Led by technology names, stocks rallied Monday, two days before the U.S. and China are slated to sign Phase I of the much anticipated trade accord.
- The S&P 500 jumped 0.70%
- The Dow Jones Industrial Average added 0.29%
- The Nasdaq Composite gained 1.04% on its way to another intraday record
- Although there was broad strength in the technology sector on Monday, the leader in the Dow Jones clubhouse was Goldman Sachs (NYSE:GS), which is one of the many bank stocks delivering fourth-quarter earnings this week
Ahead of the trade deal signing on Wednesday, the U.S. took a step toward easing tensions with China by removing that country’s status as a currency manipulator.
“Treasury Secretary Steven Mnuchin in August first formally labeled China a currency-manipulator, a move that further escalated the trade war with Beijing after the country’s central bank allowed the yuan to fall in retaliation to new U.S. tariffs,” reports Bloomberg.
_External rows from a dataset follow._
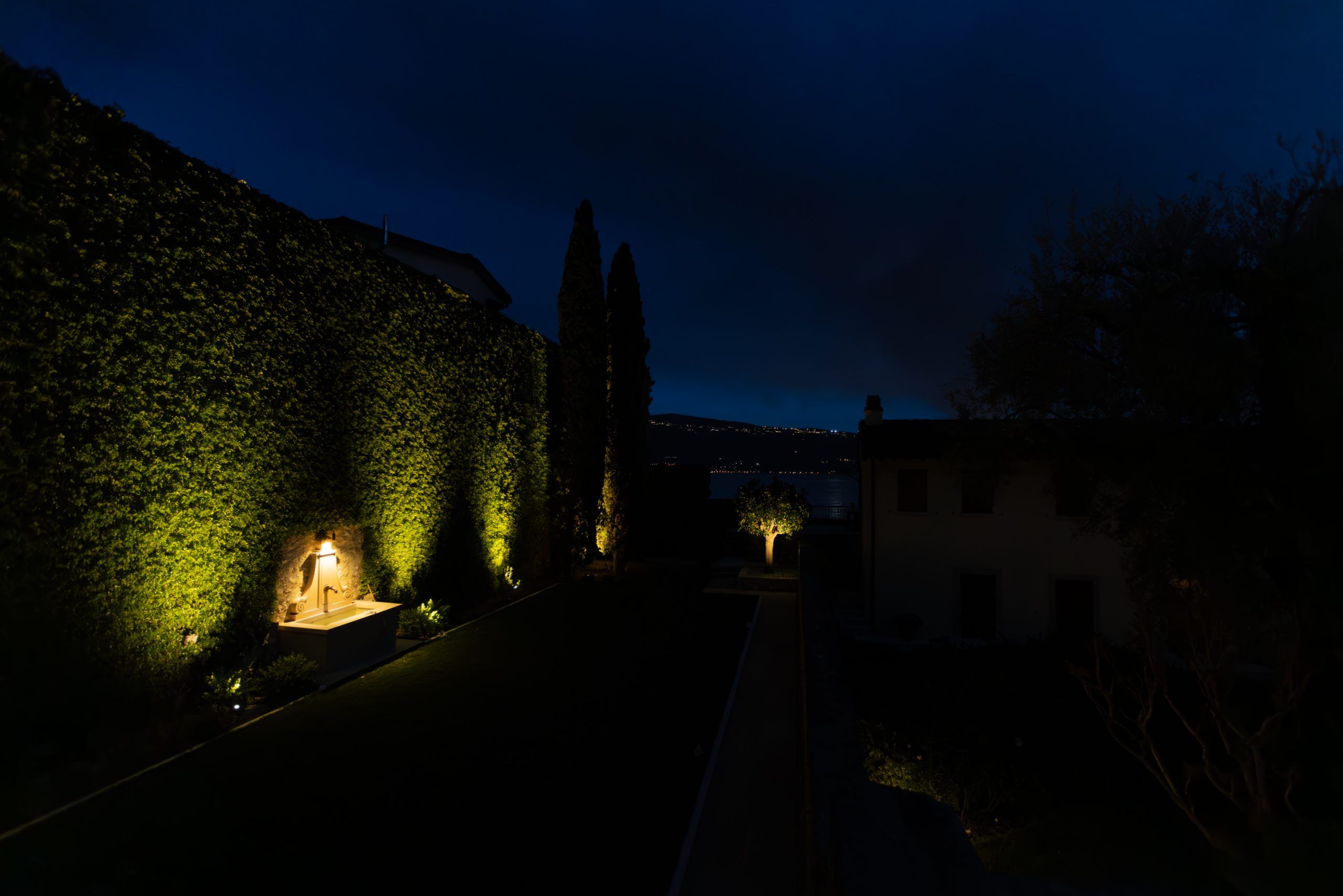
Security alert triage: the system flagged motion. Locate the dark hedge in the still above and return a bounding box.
[0,57,549,709]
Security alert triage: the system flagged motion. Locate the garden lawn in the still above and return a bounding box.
[0,573,753,892]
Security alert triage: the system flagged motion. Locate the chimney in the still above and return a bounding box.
[862,395,881,426]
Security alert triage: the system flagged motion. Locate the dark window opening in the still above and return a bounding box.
[960,470,997,513]
[1054,470,1094,516]
[896,470,928,513]
[960,572,998,641]
[1054,579,1096,638]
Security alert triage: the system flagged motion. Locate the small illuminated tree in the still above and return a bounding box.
[733,475,811,572]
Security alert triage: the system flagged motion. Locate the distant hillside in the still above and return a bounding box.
[648,414,858,473]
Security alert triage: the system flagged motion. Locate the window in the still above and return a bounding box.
[960,572,998,641]
[960,470,997,513]
[1054,579,1096,638]
[896,470,928,513]
[1054,469,1093,516]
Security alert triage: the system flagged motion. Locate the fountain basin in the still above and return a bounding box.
[278,601,401,674]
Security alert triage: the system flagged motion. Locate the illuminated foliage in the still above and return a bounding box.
[0,57,549,709]
[733,475,811,567]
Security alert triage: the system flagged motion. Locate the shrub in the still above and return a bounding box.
[0,54,548,712]
[396,601,451,638]
[257,653,317,701]
[201,669,250,709]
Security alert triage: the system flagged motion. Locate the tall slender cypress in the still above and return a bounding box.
[603,243,653,568]
[557,199,607,563]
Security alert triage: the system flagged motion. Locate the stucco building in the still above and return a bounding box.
[858,395,1132,641]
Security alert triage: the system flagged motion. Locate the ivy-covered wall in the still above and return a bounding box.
[0,57,549,709]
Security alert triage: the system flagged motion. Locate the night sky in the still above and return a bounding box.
[0,0,1343,429]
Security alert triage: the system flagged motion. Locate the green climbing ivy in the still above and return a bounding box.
[0,57,549,714]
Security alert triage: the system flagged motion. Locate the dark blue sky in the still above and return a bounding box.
[0,0,1343,429]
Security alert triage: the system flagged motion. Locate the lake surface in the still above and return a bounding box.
[709,473,858,506]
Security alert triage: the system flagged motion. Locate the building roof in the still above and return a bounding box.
[321,215,513,307]
[858,419,1166,460]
Whether there’s truth to the “China is a currency manipulator” accusation is a discussion for another day. What is clear is that the U.S. took criticism for levying that charge and lifting that dubious label goes a long way toward making nice with China.
In late trading, 20, or two-thirds, of the Dow’s 30 members were in the green.
Big Week for Banks
As noted above, Goldman Sachs was a leader on the Dow Jones today, gaining 1.2%. The company released a new version of the Marcus app today, another sign the venerable Wall Street bank is bolstering its fintech footprint and looking to become more consumer-facing.
Goldman reports fourth-quarter results on Wednesday before the open of U.S. markets. Speaking of imminent earnings reports from marquee financial services names, Dow component JPMorgan Chase (NYSE:JPM) traded modestly higher today in advance of its Tuesday pre-market report.
Analysts expect JPMorgan to post earnings of $2.35 a share, a 7% increase on a year-over-year basis. With the Federal Reserve having trimmed interest rates three times last year, the commentary and numbers to watch from JPMorgan and other big money center banks will be about net interest margins.
A Limit to Apple’s Greatness?
Apple (NASDAQ:AAPL) notched a solid showing today, placing in the upper echelon of Dow stocks despite analyst commentary that iPhone shipments in China, recently viewed as a catalyst for the high-flying stock, could be limited in scope.
“Supplier revenue trends with relevance to iPhone global shipments and latest volume trends in the key China market imply limited upside on iPhone shipment forecasts,” said J.P. Morgan analyst Samik Chatterjee in a note to clients.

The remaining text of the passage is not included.